New York Times
by Marc Santora
May 19, 2003
BASRA, Iraq, May 12 — Every morning, the professors and students come to Basra University and watch one more donkey pull one more load of loot from the place.
Every morning, they stand around and look at the wreckage of what was once one of Iraq's two premier institutions of higher learning and ask: How? Why?
How, they ask, could allied forces have allowed criminals to violate Basra University, picking it apart book by book, chair by chair, brick by brick?
Why, they ask, has no one, in the weeks since the fighting stopped, come to help them put the pieces back together or at least provided the security for them to do it themselves?
"I have seen all the attention artifacts thousands of years old have gotten," Prof. Abbas Ebadi said. "But this was where we trained young minds for the future."
In allowing the destruction of the university, he said, allied forces taught everyone in this city a simple lesson: "Nobody cares about the Iraqi people."
Despite years of oppression under Saddam Hussein's rule, a decade of sanctions that choked the life out of southern Iraq, and a war with neighboring Iran, Basra University remained one of the few things that seemed to function well here, according to students and teachers.
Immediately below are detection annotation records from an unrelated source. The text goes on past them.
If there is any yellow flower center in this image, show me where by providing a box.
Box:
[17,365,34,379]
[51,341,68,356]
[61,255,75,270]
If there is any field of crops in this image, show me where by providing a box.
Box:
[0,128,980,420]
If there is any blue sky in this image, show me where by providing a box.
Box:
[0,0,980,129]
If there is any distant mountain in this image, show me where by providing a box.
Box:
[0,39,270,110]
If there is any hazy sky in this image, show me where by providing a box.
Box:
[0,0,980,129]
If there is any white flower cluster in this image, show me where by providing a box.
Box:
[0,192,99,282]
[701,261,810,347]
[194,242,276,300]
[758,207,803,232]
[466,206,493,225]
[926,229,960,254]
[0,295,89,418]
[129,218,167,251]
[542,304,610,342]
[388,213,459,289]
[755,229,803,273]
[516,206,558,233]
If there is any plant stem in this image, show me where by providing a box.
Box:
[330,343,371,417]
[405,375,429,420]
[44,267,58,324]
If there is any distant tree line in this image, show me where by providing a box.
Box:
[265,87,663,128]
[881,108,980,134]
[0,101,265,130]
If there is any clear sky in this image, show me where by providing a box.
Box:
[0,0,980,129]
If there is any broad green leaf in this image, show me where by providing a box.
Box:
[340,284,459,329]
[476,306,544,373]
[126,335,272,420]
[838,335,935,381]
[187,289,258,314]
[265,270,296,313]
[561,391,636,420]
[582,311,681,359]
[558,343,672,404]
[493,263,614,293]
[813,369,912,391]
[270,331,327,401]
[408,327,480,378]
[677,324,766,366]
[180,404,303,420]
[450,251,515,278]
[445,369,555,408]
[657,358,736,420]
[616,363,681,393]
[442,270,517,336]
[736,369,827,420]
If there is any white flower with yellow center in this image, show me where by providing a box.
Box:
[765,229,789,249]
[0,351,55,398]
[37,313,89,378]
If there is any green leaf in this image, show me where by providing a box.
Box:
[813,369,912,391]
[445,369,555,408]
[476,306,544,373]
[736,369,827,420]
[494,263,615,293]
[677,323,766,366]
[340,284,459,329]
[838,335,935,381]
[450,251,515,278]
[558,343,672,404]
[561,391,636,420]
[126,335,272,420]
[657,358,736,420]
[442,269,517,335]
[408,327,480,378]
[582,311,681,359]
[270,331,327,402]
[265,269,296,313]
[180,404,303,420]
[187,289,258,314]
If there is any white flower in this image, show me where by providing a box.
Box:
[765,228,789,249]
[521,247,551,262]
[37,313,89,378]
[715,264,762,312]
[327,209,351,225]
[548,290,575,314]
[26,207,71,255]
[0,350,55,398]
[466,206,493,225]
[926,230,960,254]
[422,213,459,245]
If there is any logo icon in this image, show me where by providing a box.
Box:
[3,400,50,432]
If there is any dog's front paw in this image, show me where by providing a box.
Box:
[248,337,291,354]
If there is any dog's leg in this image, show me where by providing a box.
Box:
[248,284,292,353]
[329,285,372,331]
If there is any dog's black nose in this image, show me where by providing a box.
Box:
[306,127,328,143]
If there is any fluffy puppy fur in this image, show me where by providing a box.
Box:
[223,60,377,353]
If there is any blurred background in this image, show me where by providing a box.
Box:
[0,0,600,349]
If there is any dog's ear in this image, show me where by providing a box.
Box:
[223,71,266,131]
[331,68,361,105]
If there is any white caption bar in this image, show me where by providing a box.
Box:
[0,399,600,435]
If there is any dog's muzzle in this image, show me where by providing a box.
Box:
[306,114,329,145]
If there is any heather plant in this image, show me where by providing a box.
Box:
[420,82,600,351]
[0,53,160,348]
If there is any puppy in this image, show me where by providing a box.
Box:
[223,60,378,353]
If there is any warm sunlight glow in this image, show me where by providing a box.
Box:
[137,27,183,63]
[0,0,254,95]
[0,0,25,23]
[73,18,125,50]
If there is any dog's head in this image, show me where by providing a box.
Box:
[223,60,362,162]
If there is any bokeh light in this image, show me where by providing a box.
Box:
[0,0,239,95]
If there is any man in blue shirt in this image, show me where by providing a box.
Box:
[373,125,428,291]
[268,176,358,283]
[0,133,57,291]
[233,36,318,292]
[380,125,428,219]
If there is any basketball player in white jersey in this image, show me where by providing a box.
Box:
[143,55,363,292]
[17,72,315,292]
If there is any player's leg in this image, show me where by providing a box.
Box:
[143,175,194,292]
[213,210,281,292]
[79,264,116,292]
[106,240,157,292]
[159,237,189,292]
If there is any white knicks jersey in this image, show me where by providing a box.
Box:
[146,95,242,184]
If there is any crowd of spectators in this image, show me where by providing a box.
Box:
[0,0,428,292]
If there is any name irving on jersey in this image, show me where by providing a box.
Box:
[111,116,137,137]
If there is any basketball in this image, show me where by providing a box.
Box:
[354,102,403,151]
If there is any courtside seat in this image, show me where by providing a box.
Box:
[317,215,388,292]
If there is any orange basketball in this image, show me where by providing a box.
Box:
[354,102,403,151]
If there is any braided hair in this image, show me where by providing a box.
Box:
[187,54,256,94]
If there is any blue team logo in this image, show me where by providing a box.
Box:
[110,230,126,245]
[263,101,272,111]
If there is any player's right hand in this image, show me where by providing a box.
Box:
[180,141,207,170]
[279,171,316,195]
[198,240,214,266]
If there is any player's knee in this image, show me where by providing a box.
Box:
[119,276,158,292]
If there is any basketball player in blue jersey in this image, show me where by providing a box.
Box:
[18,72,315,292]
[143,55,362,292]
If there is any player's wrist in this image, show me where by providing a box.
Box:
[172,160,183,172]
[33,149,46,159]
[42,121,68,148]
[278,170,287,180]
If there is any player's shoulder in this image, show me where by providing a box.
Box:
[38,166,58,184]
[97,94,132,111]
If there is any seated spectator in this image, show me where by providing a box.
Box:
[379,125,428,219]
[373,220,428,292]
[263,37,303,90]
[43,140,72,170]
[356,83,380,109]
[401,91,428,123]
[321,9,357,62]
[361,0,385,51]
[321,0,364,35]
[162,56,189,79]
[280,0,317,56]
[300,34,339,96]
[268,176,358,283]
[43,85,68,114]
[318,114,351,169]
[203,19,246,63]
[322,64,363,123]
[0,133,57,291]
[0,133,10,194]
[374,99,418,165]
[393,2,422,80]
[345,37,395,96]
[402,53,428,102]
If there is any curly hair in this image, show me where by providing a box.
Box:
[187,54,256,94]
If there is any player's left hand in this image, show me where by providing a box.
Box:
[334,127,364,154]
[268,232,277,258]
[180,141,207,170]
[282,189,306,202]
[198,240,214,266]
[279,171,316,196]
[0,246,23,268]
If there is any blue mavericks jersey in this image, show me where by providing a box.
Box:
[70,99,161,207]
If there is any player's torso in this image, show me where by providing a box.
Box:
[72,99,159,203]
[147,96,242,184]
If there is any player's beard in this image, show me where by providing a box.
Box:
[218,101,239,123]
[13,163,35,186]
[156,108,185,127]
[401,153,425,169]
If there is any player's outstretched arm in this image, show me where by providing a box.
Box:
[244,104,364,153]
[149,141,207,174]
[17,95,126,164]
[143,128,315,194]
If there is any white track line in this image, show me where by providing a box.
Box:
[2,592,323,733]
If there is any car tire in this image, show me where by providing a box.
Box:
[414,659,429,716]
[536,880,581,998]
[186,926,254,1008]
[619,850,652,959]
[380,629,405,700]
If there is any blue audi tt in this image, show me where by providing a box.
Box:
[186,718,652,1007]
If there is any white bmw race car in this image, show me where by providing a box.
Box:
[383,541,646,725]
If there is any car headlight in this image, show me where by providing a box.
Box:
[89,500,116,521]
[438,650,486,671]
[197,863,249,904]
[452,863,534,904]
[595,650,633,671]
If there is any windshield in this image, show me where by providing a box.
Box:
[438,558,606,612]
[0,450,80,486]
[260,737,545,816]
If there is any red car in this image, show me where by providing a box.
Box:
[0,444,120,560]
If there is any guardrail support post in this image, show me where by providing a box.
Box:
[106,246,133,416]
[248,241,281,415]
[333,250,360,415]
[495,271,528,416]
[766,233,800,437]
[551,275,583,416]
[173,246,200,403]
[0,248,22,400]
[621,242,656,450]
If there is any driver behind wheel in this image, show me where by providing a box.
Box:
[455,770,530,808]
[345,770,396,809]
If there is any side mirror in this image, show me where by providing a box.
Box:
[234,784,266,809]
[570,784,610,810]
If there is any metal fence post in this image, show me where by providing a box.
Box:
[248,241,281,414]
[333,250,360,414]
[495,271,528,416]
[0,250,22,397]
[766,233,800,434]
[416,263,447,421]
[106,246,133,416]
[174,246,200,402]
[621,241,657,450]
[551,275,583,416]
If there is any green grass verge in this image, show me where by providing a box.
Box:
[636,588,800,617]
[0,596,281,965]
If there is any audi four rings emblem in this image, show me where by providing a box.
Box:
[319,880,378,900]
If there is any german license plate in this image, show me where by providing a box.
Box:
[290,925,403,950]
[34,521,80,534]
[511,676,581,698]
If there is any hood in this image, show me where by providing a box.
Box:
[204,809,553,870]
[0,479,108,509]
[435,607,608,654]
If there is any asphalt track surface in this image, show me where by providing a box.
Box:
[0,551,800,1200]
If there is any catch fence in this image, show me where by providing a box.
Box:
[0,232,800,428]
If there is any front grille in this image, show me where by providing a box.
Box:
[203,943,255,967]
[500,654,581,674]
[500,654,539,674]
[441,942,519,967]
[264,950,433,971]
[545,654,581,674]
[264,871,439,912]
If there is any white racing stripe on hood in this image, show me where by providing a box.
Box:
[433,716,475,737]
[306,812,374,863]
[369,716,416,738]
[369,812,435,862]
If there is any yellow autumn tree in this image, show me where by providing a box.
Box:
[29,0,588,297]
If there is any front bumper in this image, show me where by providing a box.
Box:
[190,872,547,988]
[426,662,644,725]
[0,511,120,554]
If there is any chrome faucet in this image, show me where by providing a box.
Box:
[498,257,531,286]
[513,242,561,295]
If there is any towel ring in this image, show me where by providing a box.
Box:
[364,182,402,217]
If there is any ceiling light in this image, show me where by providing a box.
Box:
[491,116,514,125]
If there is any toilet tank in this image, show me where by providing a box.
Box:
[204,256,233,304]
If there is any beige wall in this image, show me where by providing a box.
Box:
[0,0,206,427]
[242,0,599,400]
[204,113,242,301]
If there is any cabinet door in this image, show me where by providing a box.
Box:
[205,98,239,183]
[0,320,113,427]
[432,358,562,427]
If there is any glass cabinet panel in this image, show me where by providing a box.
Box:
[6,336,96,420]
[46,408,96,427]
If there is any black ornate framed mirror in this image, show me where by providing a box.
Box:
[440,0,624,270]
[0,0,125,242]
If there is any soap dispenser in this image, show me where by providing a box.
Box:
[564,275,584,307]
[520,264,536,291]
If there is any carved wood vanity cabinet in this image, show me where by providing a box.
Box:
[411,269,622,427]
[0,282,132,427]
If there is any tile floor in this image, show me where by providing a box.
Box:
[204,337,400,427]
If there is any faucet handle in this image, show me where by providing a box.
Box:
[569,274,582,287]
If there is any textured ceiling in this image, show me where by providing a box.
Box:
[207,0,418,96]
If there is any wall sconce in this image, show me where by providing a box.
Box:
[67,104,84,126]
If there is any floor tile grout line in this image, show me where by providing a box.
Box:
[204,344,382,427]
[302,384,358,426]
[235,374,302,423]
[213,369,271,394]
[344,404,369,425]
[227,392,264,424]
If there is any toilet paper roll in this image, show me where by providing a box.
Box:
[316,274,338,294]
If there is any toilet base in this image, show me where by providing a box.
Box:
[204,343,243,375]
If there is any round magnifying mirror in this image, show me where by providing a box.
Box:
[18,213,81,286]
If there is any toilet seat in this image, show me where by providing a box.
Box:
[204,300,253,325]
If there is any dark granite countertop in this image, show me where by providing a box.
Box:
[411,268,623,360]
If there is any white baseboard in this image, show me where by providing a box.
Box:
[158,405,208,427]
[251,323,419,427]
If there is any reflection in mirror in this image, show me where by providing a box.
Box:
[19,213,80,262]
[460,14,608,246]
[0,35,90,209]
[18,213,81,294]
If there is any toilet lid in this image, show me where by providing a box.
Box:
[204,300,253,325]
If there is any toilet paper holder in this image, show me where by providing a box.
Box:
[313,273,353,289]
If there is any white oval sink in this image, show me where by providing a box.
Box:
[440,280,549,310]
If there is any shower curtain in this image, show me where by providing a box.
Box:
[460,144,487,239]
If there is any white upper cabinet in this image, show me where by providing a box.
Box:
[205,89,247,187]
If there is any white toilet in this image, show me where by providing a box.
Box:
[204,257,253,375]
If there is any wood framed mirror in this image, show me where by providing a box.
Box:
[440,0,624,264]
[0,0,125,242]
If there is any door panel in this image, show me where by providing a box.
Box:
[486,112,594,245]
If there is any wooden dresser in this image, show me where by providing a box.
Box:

It has long been a source of pride for Basra, a city of 1.5 million people.
Now, a library that professors say contained two million volumes dating back to 1015 is a mess of twisted metal shelves atop ashes from the books set ablaze by looters.
The blue dome that professors say housed the oldest astronomy department in the Middle East is still there, but inside there is nothing but rubble. The law school, the economics department, the art school, the Arabic studies wing — all are ruined. The damage goes beyond what would be caused in mere burglary, crossing over into wanton destruction.
British military officials have said that securing the university was not their prime focus, given the limited troop strength they had to secure the city and all its vital infrastructure, like power stations, water treatment plants and oil refineries.
As the British made their way into the city on April 6, they did encounter some Iraqi soldiers at the university, and one British soldier was killed in fighting there, said Brig. Graham Binns, whose Seventh Armored Brigade was responsible for taking Basra.
However, little damage was done to the campus in the fighting.
Once the British realized that the Iraqi resistance had for the most part evaporated, they quickly had to focus on the looting and crime that enveloped the city.
"The banks were being raided, the food warehouses attacked," said Brigadier Binns. "We quickly had to focus on those things we could rebuild in the short term."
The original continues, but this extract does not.